The return of Keuhn to the lineup this season after taking a year off plus the addition of Fernandez made Lacina’s cut necessary.
Keuhn (29-4) continued his current win streak with three dominant wins by fall in the 170 bracket. He needed just 1:24 in the final to earn the top seed from District 8 with a chance to earn his second state trip and first since 2017 at 152.
“He is wrestling really well with a good amount of confidence. We just have to keep building on that the next couple of weeks,” Burress said.
Fernandez (27-2) turned in perhaps the most impressive performance for Platte County in medal matches.
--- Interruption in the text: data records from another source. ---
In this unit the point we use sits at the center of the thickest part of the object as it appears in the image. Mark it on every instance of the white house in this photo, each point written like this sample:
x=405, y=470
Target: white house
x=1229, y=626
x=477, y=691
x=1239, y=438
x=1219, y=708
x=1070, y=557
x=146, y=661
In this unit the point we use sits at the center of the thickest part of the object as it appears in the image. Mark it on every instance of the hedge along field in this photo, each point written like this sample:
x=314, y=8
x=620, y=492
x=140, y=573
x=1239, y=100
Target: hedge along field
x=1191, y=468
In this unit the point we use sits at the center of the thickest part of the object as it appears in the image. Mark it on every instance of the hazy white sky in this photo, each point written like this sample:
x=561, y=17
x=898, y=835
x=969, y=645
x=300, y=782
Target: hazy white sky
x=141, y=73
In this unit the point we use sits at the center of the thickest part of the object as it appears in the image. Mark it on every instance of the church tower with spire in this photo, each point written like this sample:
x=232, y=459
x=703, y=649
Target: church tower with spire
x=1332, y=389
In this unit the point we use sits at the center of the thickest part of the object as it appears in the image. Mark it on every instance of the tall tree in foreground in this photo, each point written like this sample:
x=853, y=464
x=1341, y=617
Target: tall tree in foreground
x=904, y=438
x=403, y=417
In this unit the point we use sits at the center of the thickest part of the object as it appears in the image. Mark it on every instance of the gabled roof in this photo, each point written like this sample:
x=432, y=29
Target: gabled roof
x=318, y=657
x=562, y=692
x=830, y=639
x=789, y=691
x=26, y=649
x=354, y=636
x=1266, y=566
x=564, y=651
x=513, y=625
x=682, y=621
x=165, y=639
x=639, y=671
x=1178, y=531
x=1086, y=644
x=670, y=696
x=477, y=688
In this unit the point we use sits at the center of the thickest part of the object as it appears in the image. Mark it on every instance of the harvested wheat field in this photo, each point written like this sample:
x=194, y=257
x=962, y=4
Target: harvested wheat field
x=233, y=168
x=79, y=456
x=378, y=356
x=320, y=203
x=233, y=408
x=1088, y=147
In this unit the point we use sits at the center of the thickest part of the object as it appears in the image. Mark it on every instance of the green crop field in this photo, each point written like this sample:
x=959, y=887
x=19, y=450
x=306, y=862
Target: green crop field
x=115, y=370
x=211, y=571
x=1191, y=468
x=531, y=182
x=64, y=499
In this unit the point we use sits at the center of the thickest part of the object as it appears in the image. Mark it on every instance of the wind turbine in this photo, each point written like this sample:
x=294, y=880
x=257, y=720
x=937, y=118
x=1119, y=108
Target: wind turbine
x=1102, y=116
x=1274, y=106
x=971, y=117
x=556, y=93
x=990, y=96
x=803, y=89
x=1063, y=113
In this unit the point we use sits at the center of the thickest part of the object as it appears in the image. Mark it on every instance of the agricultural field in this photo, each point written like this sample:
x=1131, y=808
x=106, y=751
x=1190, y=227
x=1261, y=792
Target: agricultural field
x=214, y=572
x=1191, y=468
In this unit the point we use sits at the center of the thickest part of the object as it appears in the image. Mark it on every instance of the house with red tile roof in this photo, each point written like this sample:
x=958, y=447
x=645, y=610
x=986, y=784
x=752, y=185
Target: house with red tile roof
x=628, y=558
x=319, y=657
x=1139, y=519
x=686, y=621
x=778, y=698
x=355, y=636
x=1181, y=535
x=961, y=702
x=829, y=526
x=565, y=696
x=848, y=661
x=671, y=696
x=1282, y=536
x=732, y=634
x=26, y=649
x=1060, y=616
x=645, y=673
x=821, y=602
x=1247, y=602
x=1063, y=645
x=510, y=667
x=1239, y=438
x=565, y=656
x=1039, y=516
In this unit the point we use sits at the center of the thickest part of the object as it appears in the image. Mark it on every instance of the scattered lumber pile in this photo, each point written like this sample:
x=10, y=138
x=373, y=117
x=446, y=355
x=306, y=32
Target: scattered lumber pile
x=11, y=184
Facing off against two-time state qualifier and two-time district champion Mason Walters of William Chrisman, he went ahead 3-1 with about a minute left in regulation with a takedown and then added another to earn a 5-3 decision victory.
“Just get hand control, set the pace, set the tempo and just use my quickness, my speed and get through it — three periods,” said Fernandez, who won a 7-3 decision over Fort Osage freshman Gavin Gallman in the semifinals. “Wearing him out through the whole match and just keep grinding on him.”
Fernandez missed about two weeks in the regular season before returning to Platte County’s lineup in Blue Springs South’s Lydia’s Lights Tournament to close the regular season. He also tweaked his ankle in practice two days before District 8.
“I definitely needed to get my conditioning up after I was quarantined,” Fernandez said. “I still feel like I need to keep on working on that, but it feels good today.”
Like Keuhn, Walls qualified for state as a freshman for Platte County and but did not medal at 170. He missed all of last season with a shoulder injury suffered in football and just recently moved back into the 195 state rankings at No. 5, according to Missouri Wrestling.
Walls won all three of his matches at District 8 by fall and the title match lasted longer than the first two combined. After a scoreless first period against Jacquez of Fort Osage, he chose the down position, escaped for the match’s first point and then scored what would be the only takedown and scoring the fall at 3:24.
Platte County led by 13 at that point and couldn’t be caught. Fort Osage finished with 169 points after Stevie Gabb won the 285 championship by fall while Kearney was third at 140½ and Smithville fourth at 123½.
“Once we got up there and we had a chance to run (Fort Osage) down, I knew with the horses we had up there that we could get it done,” Burress said.
Schillinger (19-10), the sixth previous state qualifier, earned the No. 1 seed at 220 but was pinned in tiebreakers by Kearney junior Zach Olson in the semifinals before losing 3-1 in sudden victory overtime to William Chrisman junior Nathan Campos.
Platte County hadn’t lost a match since Lueders (11-30) lost his third-place match in a four-man bracket at 126 over an hour earlier. Brown then lost the 285 third-place match by fall to William Chrisman senior Brandon Rue to conclude the day.
However, Brown (10-26) earned critical points in one of the few wrestleback semifinals a round earlier. He pinned Smithville junior Trisan Wald in the second period for the biggest win of his to-this-point short varsity career.
“We literally needed all the points we could get,” Burress said, acknowledging the importance of Brown’s eight team points.
Platte County qualified 12 of the 13 wrestlers in the lineup for Sectional 4, which will be held Saturday, Feb. 27 at Belton High School. Shane Leary (20-20), a freshman, went 0-2 at 120 after drawing No. 1 seed and eventual district champion Kolby McClain of Smithville in the first round. Leary then lost 9-4 to Fort Osage sophomore Kyle LeHotta, who went on to place third.